VOCE
MELARA
28.10.2025 - 10:30
Il distretto della giostra supera ogni crisi. A cavallo con la Lombardia “contaminazioni continue”
A Melara il Veneto incontra la Lombardia e il dialogo tra territori è quotidiano. A guidare la comunità di 1.666 abitanti c’è il sindaco Anna Marchesini, al suo secondo mandato, che per due mandati lotta per ottenere servizi sanitari, infrastrutture e futuro, insieme ai colleghi dell’Alto Polesine, così a confine con province e regioni fuori dalla competenza di Rovigo.
Essere il Comune “di frontiera” della provincia di Rovigo è un limite o un’opportunità?
“E’ una bella domanda. In realtà lo viviamo come una ricchezza. Collaboriamo molto con i Comuni dell’Oltrepò Mantovano, con cui c’è grande sintonia. Le contaminazioni sociali sono infinite: molti ragazzi studiano a Ostiglia o Legnago, le famiglie si intrecciano, e questo crea un tessuto umano vivace. I confini ci sono, ma sono invisibili”.
Melara fa parte del distretto della giostra, un’eccellenza produttiva conosciuta in tutto il mondo. E’ ancora così in salute?
“Altroché crisi! Il distretto è il cuore della nostra economia, dà visibilità e lavoro. Le nostre aziende competono a livello internazionale e hanno saputo innovarsi, sfruttare le tecnologie e aprirsi ai mercati. Anche la Zls ha portato benefici: gli imprenditori locali hanno colto l’occasione e i risultati si vedono”.
Molti Comuni lamentano problemi di sanità. Voi come siete messi?
“E’ la nostra vera criticità. Siamo l’ultimo paese dell’Ulss e confinando con Verona e Mantova, per un’emergenza sarebbe naturale andare a Legnago, che dista solo 15 chilometri. Finalmente, grazie a una delibera recente, i casi tempo-dipendenti come infarti e ictus potranno essere portati lì. E’ un passo avanti, ma resta il problema del post-ricovero: raggiungere Rovigo è un’odissea”.

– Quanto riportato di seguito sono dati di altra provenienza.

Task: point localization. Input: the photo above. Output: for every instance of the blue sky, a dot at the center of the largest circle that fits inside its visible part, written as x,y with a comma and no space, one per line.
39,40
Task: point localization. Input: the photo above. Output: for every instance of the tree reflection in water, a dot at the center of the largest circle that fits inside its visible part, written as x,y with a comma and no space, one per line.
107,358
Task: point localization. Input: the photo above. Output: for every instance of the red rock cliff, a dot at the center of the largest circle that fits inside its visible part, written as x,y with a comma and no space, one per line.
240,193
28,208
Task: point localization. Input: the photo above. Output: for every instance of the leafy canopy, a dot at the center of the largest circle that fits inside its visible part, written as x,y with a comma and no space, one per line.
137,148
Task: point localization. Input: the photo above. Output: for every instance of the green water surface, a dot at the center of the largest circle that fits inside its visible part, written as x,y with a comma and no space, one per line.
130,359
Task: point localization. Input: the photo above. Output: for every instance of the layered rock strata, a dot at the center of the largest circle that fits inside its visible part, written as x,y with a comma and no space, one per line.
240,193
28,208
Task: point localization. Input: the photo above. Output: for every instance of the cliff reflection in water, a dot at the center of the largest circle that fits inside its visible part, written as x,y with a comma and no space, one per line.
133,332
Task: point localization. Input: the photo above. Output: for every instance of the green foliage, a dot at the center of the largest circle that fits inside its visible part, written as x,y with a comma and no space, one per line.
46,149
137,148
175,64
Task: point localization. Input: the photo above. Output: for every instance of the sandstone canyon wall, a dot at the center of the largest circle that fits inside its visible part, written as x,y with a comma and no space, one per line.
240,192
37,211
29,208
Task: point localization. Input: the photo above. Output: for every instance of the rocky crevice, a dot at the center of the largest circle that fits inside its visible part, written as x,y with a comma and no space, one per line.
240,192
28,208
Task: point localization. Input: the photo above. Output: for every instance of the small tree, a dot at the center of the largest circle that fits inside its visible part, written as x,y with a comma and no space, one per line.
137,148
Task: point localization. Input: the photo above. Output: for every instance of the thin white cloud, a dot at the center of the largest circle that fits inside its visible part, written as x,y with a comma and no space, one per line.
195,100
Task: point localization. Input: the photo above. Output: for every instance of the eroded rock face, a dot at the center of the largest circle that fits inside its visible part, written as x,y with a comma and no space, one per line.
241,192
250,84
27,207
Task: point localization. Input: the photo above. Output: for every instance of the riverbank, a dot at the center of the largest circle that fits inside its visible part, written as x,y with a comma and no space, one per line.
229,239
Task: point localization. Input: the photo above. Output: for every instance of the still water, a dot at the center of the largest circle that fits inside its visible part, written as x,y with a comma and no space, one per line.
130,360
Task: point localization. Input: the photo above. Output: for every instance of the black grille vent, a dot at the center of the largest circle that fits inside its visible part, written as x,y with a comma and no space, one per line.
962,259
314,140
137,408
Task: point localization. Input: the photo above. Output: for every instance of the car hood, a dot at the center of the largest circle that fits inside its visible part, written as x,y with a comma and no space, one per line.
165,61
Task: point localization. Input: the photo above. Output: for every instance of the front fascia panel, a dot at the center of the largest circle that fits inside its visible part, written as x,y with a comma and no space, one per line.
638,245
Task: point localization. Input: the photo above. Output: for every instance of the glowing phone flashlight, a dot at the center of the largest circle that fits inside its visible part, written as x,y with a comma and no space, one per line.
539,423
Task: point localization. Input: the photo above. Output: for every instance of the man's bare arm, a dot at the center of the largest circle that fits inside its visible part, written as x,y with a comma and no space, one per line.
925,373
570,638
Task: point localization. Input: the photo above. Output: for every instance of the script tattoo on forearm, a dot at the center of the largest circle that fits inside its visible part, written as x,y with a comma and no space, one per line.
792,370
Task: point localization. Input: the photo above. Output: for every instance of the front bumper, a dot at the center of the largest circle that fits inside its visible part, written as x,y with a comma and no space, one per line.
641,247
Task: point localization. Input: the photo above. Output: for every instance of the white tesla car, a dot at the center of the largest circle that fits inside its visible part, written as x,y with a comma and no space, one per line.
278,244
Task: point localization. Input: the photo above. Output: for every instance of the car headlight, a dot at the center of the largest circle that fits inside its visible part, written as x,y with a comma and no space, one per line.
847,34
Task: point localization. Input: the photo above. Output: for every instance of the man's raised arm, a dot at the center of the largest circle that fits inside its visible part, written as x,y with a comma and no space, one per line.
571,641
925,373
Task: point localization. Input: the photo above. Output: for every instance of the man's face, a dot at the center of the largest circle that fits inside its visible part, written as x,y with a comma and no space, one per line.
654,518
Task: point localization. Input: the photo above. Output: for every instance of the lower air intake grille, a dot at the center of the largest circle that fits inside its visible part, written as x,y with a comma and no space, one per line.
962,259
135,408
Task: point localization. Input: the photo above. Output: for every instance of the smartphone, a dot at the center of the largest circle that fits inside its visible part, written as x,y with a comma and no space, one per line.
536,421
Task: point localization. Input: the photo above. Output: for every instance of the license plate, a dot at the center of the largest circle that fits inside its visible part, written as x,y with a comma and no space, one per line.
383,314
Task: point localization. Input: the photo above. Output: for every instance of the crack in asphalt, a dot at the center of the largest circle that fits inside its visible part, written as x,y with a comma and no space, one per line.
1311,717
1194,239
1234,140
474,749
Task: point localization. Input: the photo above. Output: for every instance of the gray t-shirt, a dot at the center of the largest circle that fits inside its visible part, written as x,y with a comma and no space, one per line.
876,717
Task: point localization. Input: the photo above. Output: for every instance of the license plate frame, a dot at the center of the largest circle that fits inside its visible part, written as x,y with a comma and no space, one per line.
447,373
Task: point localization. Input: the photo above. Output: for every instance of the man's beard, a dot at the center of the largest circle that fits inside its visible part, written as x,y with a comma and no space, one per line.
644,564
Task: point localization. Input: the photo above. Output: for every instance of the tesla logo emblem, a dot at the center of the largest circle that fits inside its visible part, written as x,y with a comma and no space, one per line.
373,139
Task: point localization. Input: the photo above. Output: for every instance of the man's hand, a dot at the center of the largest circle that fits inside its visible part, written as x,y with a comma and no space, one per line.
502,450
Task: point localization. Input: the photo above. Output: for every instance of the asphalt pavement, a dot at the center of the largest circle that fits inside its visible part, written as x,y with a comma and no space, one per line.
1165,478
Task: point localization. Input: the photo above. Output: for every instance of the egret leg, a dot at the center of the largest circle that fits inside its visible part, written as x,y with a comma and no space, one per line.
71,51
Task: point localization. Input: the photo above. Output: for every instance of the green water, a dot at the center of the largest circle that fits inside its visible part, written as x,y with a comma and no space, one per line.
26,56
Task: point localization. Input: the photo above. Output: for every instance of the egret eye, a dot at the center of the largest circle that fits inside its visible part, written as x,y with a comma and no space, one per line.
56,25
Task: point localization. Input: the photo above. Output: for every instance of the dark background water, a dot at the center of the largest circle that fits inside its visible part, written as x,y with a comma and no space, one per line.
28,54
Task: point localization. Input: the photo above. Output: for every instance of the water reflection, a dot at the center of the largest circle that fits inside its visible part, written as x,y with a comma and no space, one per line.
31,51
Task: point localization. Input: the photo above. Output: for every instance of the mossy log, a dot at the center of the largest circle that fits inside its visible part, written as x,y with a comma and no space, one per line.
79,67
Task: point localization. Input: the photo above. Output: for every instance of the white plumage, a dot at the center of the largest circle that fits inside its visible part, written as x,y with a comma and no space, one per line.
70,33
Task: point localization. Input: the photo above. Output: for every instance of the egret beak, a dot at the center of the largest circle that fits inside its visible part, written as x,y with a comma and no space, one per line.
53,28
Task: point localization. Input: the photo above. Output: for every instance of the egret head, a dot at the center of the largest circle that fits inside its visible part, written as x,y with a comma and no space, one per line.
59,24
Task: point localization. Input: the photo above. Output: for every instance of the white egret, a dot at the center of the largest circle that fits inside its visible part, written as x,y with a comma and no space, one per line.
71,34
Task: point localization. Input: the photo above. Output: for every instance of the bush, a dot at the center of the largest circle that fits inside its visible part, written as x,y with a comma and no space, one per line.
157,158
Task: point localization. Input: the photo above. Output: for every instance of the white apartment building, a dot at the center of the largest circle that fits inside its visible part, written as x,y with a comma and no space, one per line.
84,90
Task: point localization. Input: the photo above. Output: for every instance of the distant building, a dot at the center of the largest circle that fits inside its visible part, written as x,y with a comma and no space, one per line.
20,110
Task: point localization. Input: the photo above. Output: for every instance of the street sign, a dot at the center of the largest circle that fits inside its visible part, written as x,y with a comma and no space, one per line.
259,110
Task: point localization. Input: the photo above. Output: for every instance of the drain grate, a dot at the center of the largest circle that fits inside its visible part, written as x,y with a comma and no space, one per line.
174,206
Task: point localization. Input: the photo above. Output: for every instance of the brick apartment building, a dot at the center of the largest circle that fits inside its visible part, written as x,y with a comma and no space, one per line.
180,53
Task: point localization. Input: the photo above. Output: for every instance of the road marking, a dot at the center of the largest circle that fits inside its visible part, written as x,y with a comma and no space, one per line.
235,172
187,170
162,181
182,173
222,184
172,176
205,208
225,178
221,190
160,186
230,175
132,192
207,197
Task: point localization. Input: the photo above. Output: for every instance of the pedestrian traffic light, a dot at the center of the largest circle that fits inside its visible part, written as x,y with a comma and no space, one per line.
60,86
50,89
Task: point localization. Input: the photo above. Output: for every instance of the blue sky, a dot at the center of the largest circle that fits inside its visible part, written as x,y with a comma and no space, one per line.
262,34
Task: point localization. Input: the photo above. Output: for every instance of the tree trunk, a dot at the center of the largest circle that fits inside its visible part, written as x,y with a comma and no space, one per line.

Anche la viabilità sembra essere un tema caldo per l’Alto Polesine.
“Sì, e chi arriva fin qui capisce quanto le strade siano un nodo cruciale. Non voglio dire che la politica non abbia fatto la sua parte, ma costruire ponti e infrastrutture in un territorio pieno di fiumi costa di più. E alla fine i numeri contano: dove ci sono pochi abitanti, le priorità vengono spostate altrove”.
Molti piccoli Comuni temono fusioni o unioni. Lei come la vede?
“Io non credo esista un problema. I piccoli Comuni sono la spina dorsale del Paese. Non siamo cittadini di serie B: paghiamo le stesse tasse di chi vive in città e abbiamo diritto agli stessi servizi. La questione è di equità, non di dimensioni. Chi sceglie di vivere e lavorare in un borgo non deve essere penalizzato”.
La provincia di Rovigo paga ancora un isolamento politico o manca una visione d’insieme?
“Non direi che siamo abbandonati, ma manca un progetto strategico. Il Polesine avrebbe bisogno di una visione di sviluppo, soprattutto per attrarre persone e investimenti. Abbiamo case vuote e lavoro disponibile: serve un piano di attrattività per riportare giovani e famiglie. Altrimenti continueremo a perdere popolazione”.
I bandi sono davvero un’opportunità o rischiano di essere un’arma a doppio taglio?
“Sono fondamentali, ma spesso mancano di visione. Ti finanziano un progetto, ma poi devi anticipare i fondi e attendere anni per i rimborsi. Per un piccolo Comune è difficile. Però noi non ci fermiamo: stiamo realizzando una Comunità Energetica Rinnovabile grazie alla collaborazione con le imprese locali. E’ un progetto che unisce risparmio, sostenibilità e rispetto per l’ambiente agricolo. Questa è la strada che vogliamo seguire”.
E fra dieci anni, come vede Melara?
“La vedo viva e orgogliosa. Abbiamo asfaltato il 70% delle strade, rinnovato il centro, stiamo lavorando a un centro culturale e a nuovi impianti di illuminazione. Scommettiamo su una Melara che cresce grazie alla cultura e alla socialità. I residenti sono in aumento, le famiglie arrivano: questo ci fa ben sperare”.